What would you do if I came up to you and requested that you give me your biometric data in exchange for a few thousands of Ghanaian Cedis, and dinner? You’d promptly decline; with thoughts of identity theft running through your mind. That’s an expected reaction from a well balanced individual. In the age of surveillance, privacy should be your concern, and no, I’m not suggesting that you go off grid and live in a cave somewhere.
All I’m trying to do, is draw your attention to the gospel that data is the most valuable commodity now, and if you know what’s good for you in times such as these, privacy should be your concern.
You may think that privacy is overrated, after all, “what do I have to hide?” Well, maybe nothing, which is good for you. However, you don’t know when something you consider to be harmless would become dirt for another person to hurl at you.
Why Privacy Should Be Your Concern
You’re giving up more than you intend to
Anytime you log on to the internet, it’s like leaving the warmth of your home and being slapped in the face with the biting cold weather outside. Every thing you put online becomes the property of a lot of people you have no idea existed. They get to know about your favorite people, members of your family you don’t enjoy interacting with, and a whole lot of personal information you ordinarily would say “not your business” to; should the regular person on the street walk up to you and ask to know.
Knowing all these, you sign up to certain everyday services with the hope that they can pinky promise you — through their conscience — a guarantee that all the data about you would not get into the wrong hands. Well, perish the thought. Data is money, and money is king because money never sleeps.
Now in case you’re still not aware at this point; if you’re using the fingerprint feature of a smart device, or the Face ID, or maybe you’re a fitness enthusiast who can’t do without your smartwatch… just know that your biometric data is already in the hands of the manufacturers of those gadgets. You readily gave all that away; including information which your doctor may not even be privy to.
These are some of the personal data we sign off to tech companies and service providers without giving it a second thought. Yes, we’ve become so oblivious to privacy issues — in the age of surveillance — because of the hip culture of these times which makes certain indulgences the norm.
Even companies that protect your data do get hacked
Even if the organization genuinely goes to great lengths to protect your data within their data centres, you can’t have a total guarantee of their safety.
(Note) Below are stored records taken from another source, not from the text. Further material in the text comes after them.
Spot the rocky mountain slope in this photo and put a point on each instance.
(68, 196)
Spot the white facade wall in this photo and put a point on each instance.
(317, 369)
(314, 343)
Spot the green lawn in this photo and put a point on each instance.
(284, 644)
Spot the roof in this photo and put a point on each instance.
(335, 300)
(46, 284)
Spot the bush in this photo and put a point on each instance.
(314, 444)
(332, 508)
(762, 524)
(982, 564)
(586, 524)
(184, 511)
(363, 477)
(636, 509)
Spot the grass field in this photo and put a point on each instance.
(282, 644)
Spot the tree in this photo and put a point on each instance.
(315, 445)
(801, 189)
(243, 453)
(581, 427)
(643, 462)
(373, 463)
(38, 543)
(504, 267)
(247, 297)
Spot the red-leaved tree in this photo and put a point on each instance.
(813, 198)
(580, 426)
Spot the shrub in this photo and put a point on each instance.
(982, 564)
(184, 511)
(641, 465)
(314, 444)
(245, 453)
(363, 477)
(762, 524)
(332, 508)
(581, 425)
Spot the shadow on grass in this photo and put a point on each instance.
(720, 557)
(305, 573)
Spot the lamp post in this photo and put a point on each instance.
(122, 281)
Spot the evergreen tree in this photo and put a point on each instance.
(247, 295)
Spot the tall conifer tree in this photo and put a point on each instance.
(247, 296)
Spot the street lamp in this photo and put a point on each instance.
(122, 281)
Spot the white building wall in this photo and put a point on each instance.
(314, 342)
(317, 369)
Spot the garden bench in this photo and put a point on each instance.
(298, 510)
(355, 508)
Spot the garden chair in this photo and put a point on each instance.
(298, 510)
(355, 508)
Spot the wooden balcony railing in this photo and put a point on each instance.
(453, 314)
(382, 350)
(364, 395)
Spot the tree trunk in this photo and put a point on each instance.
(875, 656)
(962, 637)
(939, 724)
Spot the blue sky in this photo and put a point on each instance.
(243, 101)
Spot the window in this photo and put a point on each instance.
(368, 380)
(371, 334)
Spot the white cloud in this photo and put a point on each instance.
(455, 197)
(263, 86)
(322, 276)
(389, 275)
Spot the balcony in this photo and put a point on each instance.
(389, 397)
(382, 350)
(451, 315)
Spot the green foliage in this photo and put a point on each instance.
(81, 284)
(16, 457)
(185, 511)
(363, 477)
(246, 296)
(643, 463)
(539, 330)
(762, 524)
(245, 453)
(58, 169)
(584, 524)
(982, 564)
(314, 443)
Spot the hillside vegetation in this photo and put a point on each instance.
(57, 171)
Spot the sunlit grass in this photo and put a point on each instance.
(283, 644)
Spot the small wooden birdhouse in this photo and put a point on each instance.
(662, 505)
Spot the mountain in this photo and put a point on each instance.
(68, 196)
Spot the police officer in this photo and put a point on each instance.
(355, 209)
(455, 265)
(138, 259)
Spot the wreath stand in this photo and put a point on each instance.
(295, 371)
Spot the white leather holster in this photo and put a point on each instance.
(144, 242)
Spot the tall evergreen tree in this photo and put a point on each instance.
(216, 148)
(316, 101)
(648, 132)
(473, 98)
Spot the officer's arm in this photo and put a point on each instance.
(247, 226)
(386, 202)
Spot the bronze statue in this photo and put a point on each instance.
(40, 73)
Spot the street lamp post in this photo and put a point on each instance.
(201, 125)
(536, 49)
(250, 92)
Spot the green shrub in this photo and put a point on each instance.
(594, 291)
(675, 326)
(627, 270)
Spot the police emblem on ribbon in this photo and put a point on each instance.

For example, rogue current or former high level employees can end up stealing or misusing the information in various ways.
Privacy should be your concern as it’s common knowledge that Apple, Dropbox, Google, Microsoft, and Yahoo, of course, have all fallen victim to hackers in recent times.
What can you do to improve on your privacy?
Use premium versions of apps and services
Nothing is ever truly free. More often than not, you have to give up something in return for that freebie. Rather than paying with your money, you’re paying with your data.
Restrict or uninstall apps that ask for too many permissions
The other day I was surprised when my notepad app wanted to have access to my contact list. Okay, that’s a little weird. Maybe they wanted to easily be able to suggest names and numbers to me but, that’s a ‘no, thanks’ for me.
Apps that request to be granted too many permissions definitely have so much going on and if you suspect they may go ahead even after you deny their request then, you should have them uninstalled.
Use open source software
One wonderful truth about the open source software community is their willingness to stand up to corporate interference. As developers work to maintain great products that serve a large community, they also do well to stay away from corporate giants who would love to have access to all the data they can from the ‘off grid’ tech enthusiasts.
Think twice before putting things online
By now you know that nothing you put online is truly safe. The best thing to do before posting things to your cloud account is to encrypt them — especially for files containing sensitive information.
Also, be sure to use two factor authentication as well as strong passwords for your online service accounts.